The Bears won’t be Super Bowl contenders in ’22, so drafting developmental players makes sense. The rest of the league saw that.

“I can’t tell you how many times the phone rang,” Poles said. “But it was a lot.”

Poles made the day’s first deal, sending the Chargers their original 2023 sixth-round pick — they’d traded it to the Bears in the Khalil Mack deal — for two 2022 seventh-round picks, Nos. 254 and 255.

He moved the Bears’ first pick on Saturday, No. 148 overall in Round 5. To climb up 20 spots, the Bills sent Poles a sixth-rounder, No. 203. The Bears traded Pick 150; the Texans gave the Bears a sixth-rounder, No. 207, to move up 16 spots in Round 5.

Poles then traded a fifth-round pick, No. 166. The Bengals gave the Bears a seventh-rounder, No. 226, to move up eight slots.

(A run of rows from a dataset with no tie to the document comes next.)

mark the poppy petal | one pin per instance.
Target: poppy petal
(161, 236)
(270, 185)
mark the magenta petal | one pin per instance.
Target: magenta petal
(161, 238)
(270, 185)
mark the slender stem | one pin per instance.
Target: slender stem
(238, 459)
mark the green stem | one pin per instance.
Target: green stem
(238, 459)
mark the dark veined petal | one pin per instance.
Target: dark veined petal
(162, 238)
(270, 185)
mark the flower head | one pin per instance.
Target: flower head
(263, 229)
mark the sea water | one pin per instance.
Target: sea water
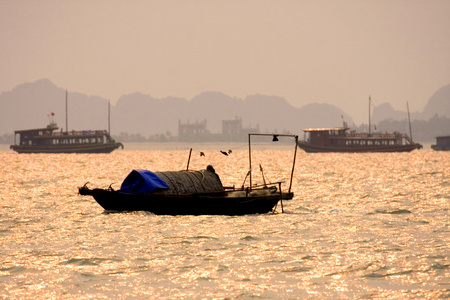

Eventually, Poles stopped when the Bears’ draft database, fueled by months of work, showed there wasn’t enough depth to keep dealing.

“It really was based off the number of players in certain ranges,” Poles said. “And then when you felt like the number was getting low, it was time to kind of cut it out and start picking players.”

When he did, he landed four offensive linemen (Southern Utah’s Braxton Jones, San Diego State’s Zach Thomas, Illinois’ Doug Kramer and Southern’s Ja’Tyre Carter), Baylor running back Trestan Ebner, Miami (Ohio) edge rusher Dominique Robinson, Cal safety Elijah Hicks and N.C. State punter Trenton Gill.

On Saturday morning, Poles asked his scouts to walk in front of the team’s draft board and scribble down three players they were convinced were good picks. 

No one knew then they’d have a chance to pick eight.

“We ended up with a majority of them,” Poles said. “Anytime someone has conviction about something, it means something. They’ve spent a lot of time; there’s no waver. That was important.”